Three Common Myths About Dealing With Police
Hollywood, sadly, has given us the notion that being suspected of having committed a crime is a dramatic, confrontational event that leaves a huge dent upon the suspect for the rest of his life. Being arrested can be a traumatic event in your life, especially if you are not prepared for it. Of course, nobody is looking forward to being arrested, but it is more important to arm yourself with the right information than struggle with the authorities if the time comes.
To better understand how to deal with an arrest, it is important to be aware of the several myths about the police that, for so long, have been perpetuated by Hollywood and believed by so many ill-informed viewers.
Myth No. 1: It is better to give your consent to a warrantless search to show the police that you have nothing to hide.

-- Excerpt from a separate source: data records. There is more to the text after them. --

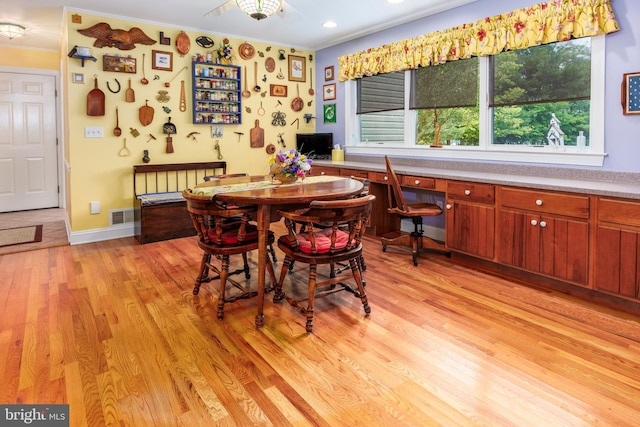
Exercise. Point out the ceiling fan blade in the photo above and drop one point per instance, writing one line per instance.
(220, 9)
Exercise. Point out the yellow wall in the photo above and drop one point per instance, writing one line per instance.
(99, 173)
(29, 58)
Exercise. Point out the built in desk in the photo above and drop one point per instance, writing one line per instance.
(573, 230)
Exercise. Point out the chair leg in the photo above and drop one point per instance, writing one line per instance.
(278, 295)
(308, 312)
(272, 251)
(357, 276)
(247, 273)
(204, 271)
(224, 273)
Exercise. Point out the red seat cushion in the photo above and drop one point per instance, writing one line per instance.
(230, 234)
(323, 241)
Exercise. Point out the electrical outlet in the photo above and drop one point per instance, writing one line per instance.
(92, 132)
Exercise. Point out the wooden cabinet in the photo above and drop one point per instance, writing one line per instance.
(324, 170)
(216, 94)
(544, 232)
(470, 218)
(617, 248)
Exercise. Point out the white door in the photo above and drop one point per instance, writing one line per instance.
(28, 151)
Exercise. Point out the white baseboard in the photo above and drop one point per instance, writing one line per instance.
(101, 234)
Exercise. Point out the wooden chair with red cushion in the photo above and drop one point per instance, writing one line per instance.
(340, 242)
(236, 175)
(222, 232)
(399, 206)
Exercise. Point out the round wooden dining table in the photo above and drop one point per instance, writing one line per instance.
(269, 197)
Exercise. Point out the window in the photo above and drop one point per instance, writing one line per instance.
(534, 101)
(381, 108)
(445, 98)
(539, 85)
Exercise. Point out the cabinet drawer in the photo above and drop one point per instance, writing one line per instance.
(483, 193)
(324, 170)
(379, 177)
(546, 202)
(418, 182)
(353, 173)
(621, 212)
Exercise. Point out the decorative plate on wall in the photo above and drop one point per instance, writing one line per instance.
(183, 43)
(246, 51)
(204, 41)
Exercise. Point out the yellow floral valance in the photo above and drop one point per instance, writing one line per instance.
(542, 23)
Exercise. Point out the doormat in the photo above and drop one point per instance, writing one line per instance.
(20, 235)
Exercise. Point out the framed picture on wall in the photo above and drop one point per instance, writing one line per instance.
(297, 68)
(329, 92)
(278, 90)
(328, 73)
(119, 64)
(161, 60)
(329, 113)
(630, 93)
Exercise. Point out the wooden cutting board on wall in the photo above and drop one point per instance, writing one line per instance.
(257, 136)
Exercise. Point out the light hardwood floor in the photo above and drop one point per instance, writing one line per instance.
(113, 329)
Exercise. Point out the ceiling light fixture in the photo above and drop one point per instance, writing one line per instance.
(259, 9)
(11, 30)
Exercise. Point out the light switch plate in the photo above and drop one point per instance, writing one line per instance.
(92, 132)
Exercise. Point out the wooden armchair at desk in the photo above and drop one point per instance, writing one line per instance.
(398, 205)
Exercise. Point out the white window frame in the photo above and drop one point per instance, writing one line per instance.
(568, 155)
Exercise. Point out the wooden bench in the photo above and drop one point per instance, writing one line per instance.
(160, 210)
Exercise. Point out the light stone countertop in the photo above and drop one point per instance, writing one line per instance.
(585, 181)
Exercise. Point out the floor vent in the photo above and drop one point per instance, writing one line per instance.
(121, 216)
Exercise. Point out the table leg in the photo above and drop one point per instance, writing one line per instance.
(263, 220)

The Truth: Giving your consent to a warrantless arrest means allowing the police to search for home for any kind of evidence, whether substantial or circumstantial, that can help the police impose charges upon you. For example, if the police are suspecting you of having committed a murder and they have found an unlicensed firearm in your custody that is similar to the one used at the scene of the crime, even if you didn’t commit the murder, they can still arrest you for owning an illegal weapon and for circumstantial evidence. Never give your consent to the police asking your permission for a search. If they cannot show you a warrant, it is most likely because they know they cannot perform the search.

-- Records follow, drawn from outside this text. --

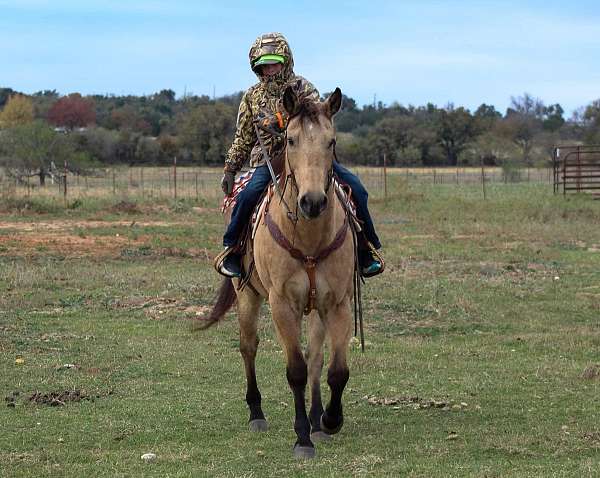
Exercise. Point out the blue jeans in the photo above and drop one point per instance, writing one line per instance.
(248, 199)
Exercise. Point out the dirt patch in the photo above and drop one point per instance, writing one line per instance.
(67, 225)
(58, 399)
(592, 372)
(415, 403)
(64, 244)
(163, 307)
(127, 207)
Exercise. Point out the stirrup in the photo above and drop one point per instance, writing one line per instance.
(220, 261)
(376, 267)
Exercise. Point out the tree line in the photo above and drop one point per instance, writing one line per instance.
(39, 133)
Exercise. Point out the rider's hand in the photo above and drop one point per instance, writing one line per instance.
(227, 182)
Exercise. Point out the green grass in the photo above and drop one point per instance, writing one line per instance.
(494, 304)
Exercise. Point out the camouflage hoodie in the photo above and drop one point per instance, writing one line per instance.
(265, 98)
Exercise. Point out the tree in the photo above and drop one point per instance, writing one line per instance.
(455, 129)
(553, 118)
(18, 111)
(521, 129)
(5, 94)
(591, 121)
(31, 150)
(207, 131)
(72, 112)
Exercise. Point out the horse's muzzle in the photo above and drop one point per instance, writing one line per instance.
(312, 204)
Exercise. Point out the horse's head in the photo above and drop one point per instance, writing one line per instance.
(310, 148)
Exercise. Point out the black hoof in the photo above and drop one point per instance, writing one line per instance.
(304, 452)
(319, 436)
(258, 425)
(332, 429)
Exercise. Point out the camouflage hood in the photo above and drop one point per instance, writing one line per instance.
(273, 44)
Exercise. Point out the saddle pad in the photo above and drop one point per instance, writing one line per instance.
(238, 187)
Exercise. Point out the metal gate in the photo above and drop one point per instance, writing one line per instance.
(577, 169)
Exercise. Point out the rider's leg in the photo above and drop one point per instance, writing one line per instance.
(369, 263)
(244, 206)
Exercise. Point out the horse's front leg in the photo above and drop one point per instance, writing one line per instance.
(316, 337)
(288, 325)
(339, 328)
(248, 308)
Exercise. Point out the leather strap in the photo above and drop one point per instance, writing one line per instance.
(309, 262)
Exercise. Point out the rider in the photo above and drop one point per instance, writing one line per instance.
(272, 62)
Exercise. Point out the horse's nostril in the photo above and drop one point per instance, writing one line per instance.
(313, 204)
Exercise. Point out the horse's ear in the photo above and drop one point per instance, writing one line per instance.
(334, 102)
(290, 101)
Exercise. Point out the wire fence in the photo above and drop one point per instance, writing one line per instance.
(204, 183)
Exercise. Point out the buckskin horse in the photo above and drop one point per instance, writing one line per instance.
(303, 256)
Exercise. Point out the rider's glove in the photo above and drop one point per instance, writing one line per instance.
(227, 182)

Myth No. 2: You shouldn’t ask for a lawyer because the police may think you are guilty.
The Truth: Having a professional legal adviser by your side is one of the basic rights of any person who has to face the law. After all, the law is a complicated, specialized, and technical matter that not every person accused of a crime is familiar with. Besides, there is no use trying to convince the police that you are not guilty because they already think you are. If worse comes to worst, it will be the police who will be filing charges against you in court. This is why you will need a lawyer to deal with all the technical details of your arrest. Guilty or innocent, a lawyer will protect your rights.
Myth No. 3: The police will let me go if they hear what they want to hear.
The Truth: Remember, you are already guilty in the eyes of the police. This means whatever you say can be used against you before a court of law. You should be informed of this, of course, through the Miranda warning read before any sort of interrogation, but not many investigators follow this in practice. It is always better not to say anything in front of the police, at least until you have spoken with a good lawyer and has been given advice on what you can say about yourself and the case. The only thing that police officers can rightfully extract from you is your name and nothing more.